Since you let your music do all the talking instead of promoting yourself as individuals, is branding ever a concern when it comes to the marketing of Jungle?
The music is the most important thing to us. The music is Jungle, we are not Jungle. It’s impossible for us to take ownership over it because it’s such a shared experience. I think if your art is good enough, and connects with enough people, then it markets itself.
Though we know that this element of mystery was never intended, will we ever see you take the lead in future music videos?
Only if we learn to roller skate or breakdance properly…
You two have been long-time friends, but how did the musical chemistry occur? Because creating something together (not only music) requires a certain kind of compatibility.
We are like yin and yang. Equilibrium and balance are vital to our relationship. We are basically brothers, so there is always unconditional love, but creative tension is also really important for our process.
“When we make music, we always have a visual cue to take from, whether that’s imagined or real.”

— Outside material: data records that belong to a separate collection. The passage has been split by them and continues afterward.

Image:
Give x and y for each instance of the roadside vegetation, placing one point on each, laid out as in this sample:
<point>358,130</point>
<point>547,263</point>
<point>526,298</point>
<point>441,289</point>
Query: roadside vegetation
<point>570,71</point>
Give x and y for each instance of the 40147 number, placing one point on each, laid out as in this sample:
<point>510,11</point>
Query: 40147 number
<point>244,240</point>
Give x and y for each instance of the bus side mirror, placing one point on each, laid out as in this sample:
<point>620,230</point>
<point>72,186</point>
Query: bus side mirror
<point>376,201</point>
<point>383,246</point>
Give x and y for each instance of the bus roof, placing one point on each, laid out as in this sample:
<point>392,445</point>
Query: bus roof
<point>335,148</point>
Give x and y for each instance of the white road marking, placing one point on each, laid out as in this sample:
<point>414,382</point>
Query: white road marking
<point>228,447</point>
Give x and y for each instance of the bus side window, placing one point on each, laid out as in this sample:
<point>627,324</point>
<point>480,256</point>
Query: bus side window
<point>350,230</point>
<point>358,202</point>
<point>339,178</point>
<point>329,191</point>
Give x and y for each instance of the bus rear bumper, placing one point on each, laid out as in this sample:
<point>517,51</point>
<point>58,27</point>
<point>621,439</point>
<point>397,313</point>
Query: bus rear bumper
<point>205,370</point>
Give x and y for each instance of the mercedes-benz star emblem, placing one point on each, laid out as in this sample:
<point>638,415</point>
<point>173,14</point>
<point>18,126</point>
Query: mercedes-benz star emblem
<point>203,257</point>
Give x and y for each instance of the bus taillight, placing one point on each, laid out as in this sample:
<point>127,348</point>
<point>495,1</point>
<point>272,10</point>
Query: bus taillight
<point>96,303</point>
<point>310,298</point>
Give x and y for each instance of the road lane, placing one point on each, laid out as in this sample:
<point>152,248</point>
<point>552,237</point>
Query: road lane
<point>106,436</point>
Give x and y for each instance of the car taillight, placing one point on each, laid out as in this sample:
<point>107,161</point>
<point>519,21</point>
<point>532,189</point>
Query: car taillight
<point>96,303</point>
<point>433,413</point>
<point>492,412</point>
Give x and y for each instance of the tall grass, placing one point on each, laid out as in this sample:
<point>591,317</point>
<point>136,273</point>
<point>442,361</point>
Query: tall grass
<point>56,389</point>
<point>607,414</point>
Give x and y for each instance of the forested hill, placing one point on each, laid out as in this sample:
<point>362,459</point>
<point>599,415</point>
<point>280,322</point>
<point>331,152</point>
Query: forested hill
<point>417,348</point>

Jungle’s music can be described as big and thematic, which is why ‘Lucky I Got What I Want’ made that scene in Nerve so impactful. Do you see yourselves producing scores for films in the near future?
Film music inspires us everyday, so we try to reflect that in our own music. When we make music, we always have a visual cue to take from, whether that’s imagined or real. We would love to make soundtracks in the future, but we kind of feel like we’re doing that already.
The songs in your self-titled album are all significantly different but long-time listeners will still be able to identify your sound. Is it important to keep that signature sound for identity’s sake?
I think that just proves that it’s not about what we create, or how it sounds that identifies us. Whatever we make will always sound or feel like Jungle because we made it.
Speaking of identity and genre, Jungle is often labelled as groovy pop and funk. With the revival of such genres thanks to artistes like Bruno Mars, do you see yourself collaborating with them?
We’d love to collaborate with a lot of artistes. It’s one of the great things about music and being part of this world. Sharing ideas amongst your peers and contemporaries is how you learn and grow as an artiste.
Also, do you see yourself crossing genres for upcoming work to diversify your discography?
We always want to surprise ourselves with what we create. I think as an artiste you naturally change and grow because you do as a person too. Experimenting with new forms can only create more diverse and interesting music.
“I wish people stuck together a little bit more, the world would be a much more beautiful place.”
I sense that camaraderie is Jungle’s biggest attribute. Do you agree?
Absolutely, it’s the best team in the world. Everyone’s passion is intoxicating. I wish people stuck together a little bit more, the world would be a much more beautiful place.